Outlook and Implications
The new Avalon is a striking design for Toyota, more so on the interior than the exterior, which is starting to demonstrate a pattern among several new large modern sedans—they are all starting to look the same. The swept-back, long roofline; the pronounced character line stretching from headlights to rear taillights that provides something of a "shoulder"; the rear haunches that receive their own implied fenders with yet more character lines. At the New York show, the similarities are starting to become pronounced. The new Chevrolet Impala looks similar to the new Lincoln MKZ, which resembles the Nissan Altima, which looks like the new Toyota Avalon, which is almost a dead ringer for the Acura RLX concept, all of which look like the current Volkswagen (VW) Passat, Audi A7, and Buick LaCrosse. Some of this is being driven by aerodynamics, but some of it is also probably being driven by the desire to break out of traditional moulds. The advent of the "four-door coupé" model pioneered by Mercedes-Benz with the CLS and VW with the Passat CC has pushed automakers to start trying different designs—with the problem being that many are actually trying the same design. Still, if all the new sedan designs emulate some of the more attractive models on the market, it could be worse.

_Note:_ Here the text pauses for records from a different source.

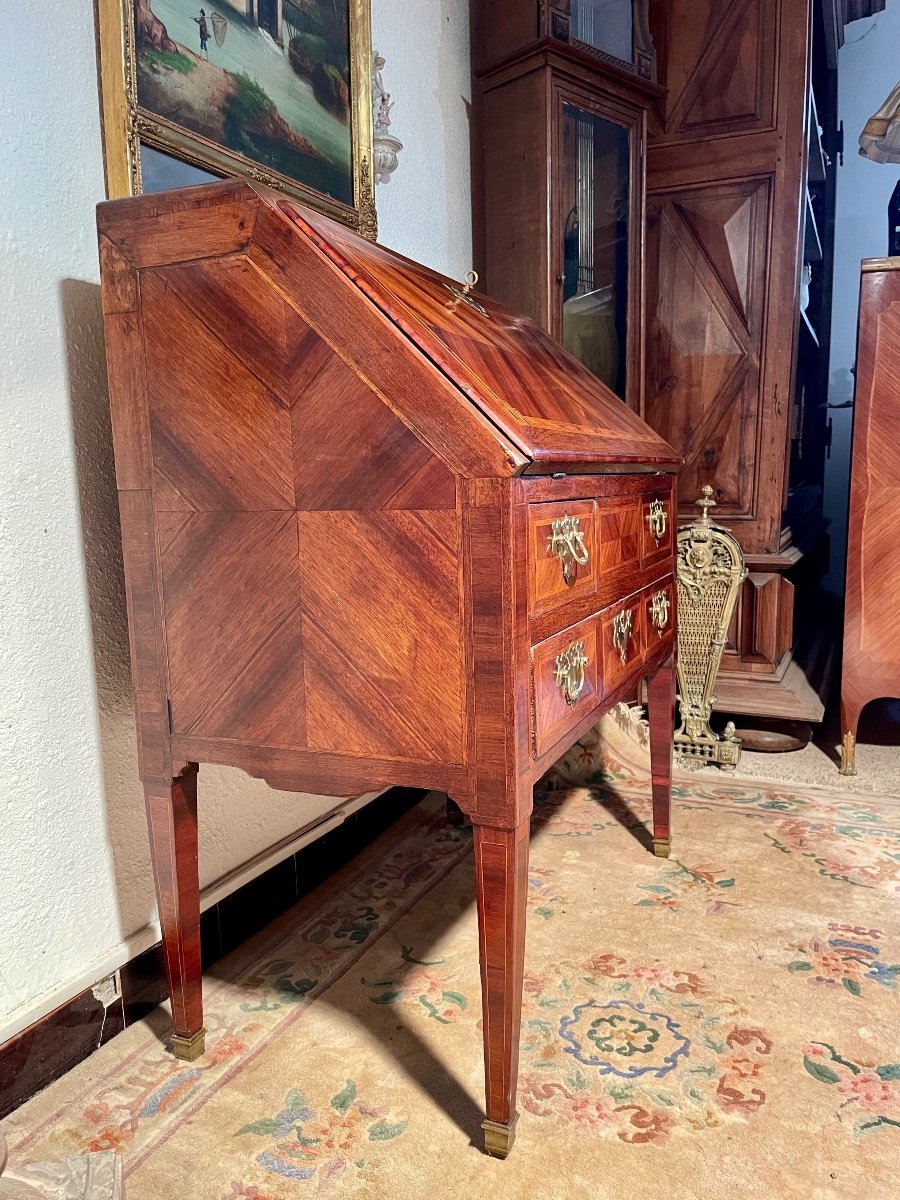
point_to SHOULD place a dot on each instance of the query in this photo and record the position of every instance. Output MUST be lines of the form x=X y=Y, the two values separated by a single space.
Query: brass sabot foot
x=849 y=755
x=187 y=1049
x=499 y=1138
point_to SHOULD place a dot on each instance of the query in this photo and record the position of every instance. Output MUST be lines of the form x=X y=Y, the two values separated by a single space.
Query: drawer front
x=622 y=640
x=564 y=671
x=657 y=527
x=618 y=532
x=659 y=615
x=562 y=553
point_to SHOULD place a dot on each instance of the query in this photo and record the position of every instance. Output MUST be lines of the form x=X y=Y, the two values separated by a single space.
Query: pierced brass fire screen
x=711 y=573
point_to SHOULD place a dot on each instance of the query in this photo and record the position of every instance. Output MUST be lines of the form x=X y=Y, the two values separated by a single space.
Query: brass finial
x=706 y=503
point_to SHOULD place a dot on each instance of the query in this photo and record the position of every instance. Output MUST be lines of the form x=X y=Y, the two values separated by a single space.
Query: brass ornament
x=463 y=295
x=499 y=1137
x=711 y=574
x=570 y=671
x=849 y=754
x=189 y=1049
x=659 y=610
x=623 y=628
x=567 y=543
x=658 y=520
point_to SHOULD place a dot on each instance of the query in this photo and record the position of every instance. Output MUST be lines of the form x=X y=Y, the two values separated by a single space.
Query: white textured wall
x=425 y=211
x=75 y=873
x=868 y=69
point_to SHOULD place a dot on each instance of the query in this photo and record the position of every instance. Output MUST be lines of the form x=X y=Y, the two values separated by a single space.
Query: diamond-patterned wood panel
x=401 y=677
x=707 y=255
x=720 y=67
x=221 y=439
x=210 y=567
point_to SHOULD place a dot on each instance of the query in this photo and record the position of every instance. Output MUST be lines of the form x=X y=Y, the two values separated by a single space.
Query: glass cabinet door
x=595 y=191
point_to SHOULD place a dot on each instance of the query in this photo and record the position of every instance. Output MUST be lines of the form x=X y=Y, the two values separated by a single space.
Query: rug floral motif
x=637 y=1050
x=697 y=1018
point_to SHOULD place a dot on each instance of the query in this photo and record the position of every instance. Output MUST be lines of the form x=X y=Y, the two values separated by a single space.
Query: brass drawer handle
x=658 y=520
x=623 y=628
x=567 y=541
x=659 y=610
x=570 y=671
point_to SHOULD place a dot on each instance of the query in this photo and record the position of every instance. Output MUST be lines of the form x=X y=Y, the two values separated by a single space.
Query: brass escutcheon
x=658 y=520
x=570 y=671
x=659 y=610
x=623 y=627
x=567 y=541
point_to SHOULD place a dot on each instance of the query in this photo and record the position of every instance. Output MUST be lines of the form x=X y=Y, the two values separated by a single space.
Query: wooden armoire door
x=726 y=193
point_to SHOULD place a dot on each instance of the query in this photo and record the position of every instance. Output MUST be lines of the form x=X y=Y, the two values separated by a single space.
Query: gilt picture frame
x=279 y=91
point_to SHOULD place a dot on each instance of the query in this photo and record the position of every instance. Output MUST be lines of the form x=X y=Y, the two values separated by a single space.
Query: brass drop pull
x=623 y=628
x=463 y=294
x=659 y=610
x=658 y=520
x=567 y=541
x=570 y=671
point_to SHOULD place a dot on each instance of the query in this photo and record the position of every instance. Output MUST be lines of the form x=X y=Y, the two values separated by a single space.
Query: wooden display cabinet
x=741 y=199
x=561 y=130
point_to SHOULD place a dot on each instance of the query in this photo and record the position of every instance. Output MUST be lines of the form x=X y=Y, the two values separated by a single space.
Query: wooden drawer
x=564 y=670
x=622 y=640
x=659 y=615
x=618 y=531
x=657 y=527
x=562 y=553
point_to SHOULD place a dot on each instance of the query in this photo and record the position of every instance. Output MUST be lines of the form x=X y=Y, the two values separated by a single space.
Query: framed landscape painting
x=276 y=90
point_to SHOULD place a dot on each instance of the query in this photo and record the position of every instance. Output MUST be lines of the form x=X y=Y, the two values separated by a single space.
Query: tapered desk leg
x=172 y=821
x=502 y=887
x=660 y=703
x=851 y=708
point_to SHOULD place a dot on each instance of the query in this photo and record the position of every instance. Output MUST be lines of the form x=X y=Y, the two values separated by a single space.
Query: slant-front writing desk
x=378 y=531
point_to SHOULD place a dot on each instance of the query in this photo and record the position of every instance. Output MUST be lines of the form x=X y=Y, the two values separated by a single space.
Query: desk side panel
x=307 y=540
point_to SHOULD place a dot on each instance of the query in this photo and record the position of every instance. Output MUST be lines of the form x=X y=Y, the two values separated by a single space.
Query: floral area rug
x=721 y=1024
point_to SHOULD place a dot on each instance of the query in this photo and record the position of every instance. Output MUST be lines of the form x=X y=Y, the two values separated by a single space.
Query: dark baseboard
x=67 y=1036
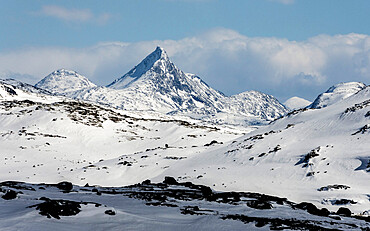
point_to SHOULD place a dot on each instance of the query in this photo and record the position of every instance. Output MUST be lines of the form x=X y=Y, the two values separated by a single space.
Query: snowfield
x=318 y=155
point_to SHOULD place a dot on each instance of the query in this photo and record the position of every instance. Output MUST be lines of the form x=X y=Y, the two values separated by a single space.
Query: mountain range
x=157 y=121
x=156 y=84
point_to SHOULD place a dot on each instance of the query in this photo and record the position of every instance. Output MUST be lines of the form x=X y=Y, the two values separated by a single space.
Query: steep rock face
x=156 y=84
x=296 y=103
x=156 y=80
x=64 y=81
x=337 y=93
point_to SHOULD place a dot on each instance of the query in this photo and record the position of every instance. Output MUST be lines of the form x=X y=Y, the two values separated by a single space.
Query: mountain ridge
x=157 y=84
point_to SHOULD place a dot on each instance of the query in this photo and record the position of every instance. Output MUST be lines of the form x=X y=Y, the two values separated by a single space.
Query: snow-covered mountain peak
x=337 y=93
x=156 y=61
x=63 y=81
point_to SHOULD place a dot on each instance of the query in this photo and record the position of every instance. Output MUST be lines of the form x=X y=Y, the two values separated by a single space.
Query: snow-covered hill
x=336 y=93
x=64 y=81
x=167 y=205
x=156 y=84
x=296 y=103
x=321 y=156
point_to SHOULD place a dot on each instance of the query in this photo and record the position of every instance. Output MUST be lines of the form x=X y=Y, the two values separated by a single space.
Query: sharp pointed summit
x=157 y=61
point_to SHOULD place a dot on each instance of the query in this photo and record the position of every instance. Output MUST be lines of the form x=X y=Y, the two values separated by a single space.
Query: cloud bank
x=226 y=60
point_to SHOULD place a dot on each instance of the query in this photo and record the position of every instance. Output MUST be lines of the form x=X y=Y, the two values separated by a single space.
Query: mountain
x=156 y=84
x=320 y=156
x=296 y=103
x=316 y=156
x=64 y=81
x=337 y=93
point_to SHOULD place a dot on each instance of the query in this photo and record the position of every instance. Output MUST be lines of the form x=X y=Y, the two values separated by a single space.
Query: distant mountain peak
x=158 y=61
x=63 y=81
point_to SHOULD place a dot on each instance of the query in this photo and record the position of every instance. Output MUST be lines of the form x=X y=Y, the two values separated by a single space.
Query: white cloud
x=73 y=15
x=225 y=59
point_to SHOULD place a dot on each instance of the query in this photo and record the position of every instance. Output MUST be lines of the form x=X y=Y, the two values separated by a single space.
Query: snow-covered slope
x=64 y=81
x=296 y=103
x=321 y=156
x=167 y=205
x=24 y=86
x=156 y=84
x=336 y=93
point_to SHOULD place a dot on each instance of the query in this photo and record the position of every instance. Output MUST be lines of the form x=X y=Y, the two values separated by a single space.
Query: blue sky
x=67 y=29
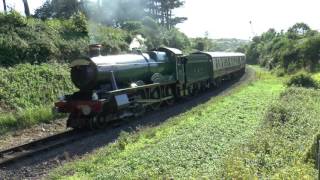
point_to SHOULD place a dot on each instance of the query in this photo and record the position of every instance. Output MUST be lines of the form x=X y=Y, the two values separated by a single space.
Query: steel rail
x=44 y=144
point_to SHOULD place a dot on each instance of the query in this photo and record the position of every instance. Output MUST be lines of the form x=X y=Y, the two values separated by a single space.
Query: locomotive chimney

The introduction of the Infiniti LE Concept is interesting as it meshes with Renault-Nissan CEO Carlos Ghosn's stated strategy of massive, rapid electrification of the industry. Sales of the Nissan Leaf have cooled somewhat and now stand at around 600 a month in the US (less than the growing sales of the Chevrolet Volt). Improving charging convenience may help, eventually, but until then the Leaf has to be content with a slow sales rate that Ghosn says will most likely continue until Nissan can start producing vehicles in the US for local sale. He did not say that any US-built Leaf would be less expensive than Japanese-produced vehicles, however, as the company now stands to see its profits diminished even more on the exported model as the yen appreciates against the dollar. The Leaf will start rolling off the production lines at a new plant in Tennessee by the end of this year, according to Ghosn, at which point he feels that sales will probably start to grow more significantly.
The introduction of the updated Ram gives Chrysler some renewed credibility in the pick-up segment as the new truck looks to be an excellent update on the previous model. Areas that needed help have been addressed (upgrading the interior and fuel economy), and the new infotainment system and touchscreen look set to make the Ram as advanced as Ford's F-150. With pick-up sales continuing to rise but buyers still concerned about fuel economy, bringing the new Ram to market now with its updated powertrain is good timing. All that is left to see now is GM's refreshed pick-ups, which were delayed in development as a result of its bankruptcy, but which are expected to break cover later this year, in the third quarter.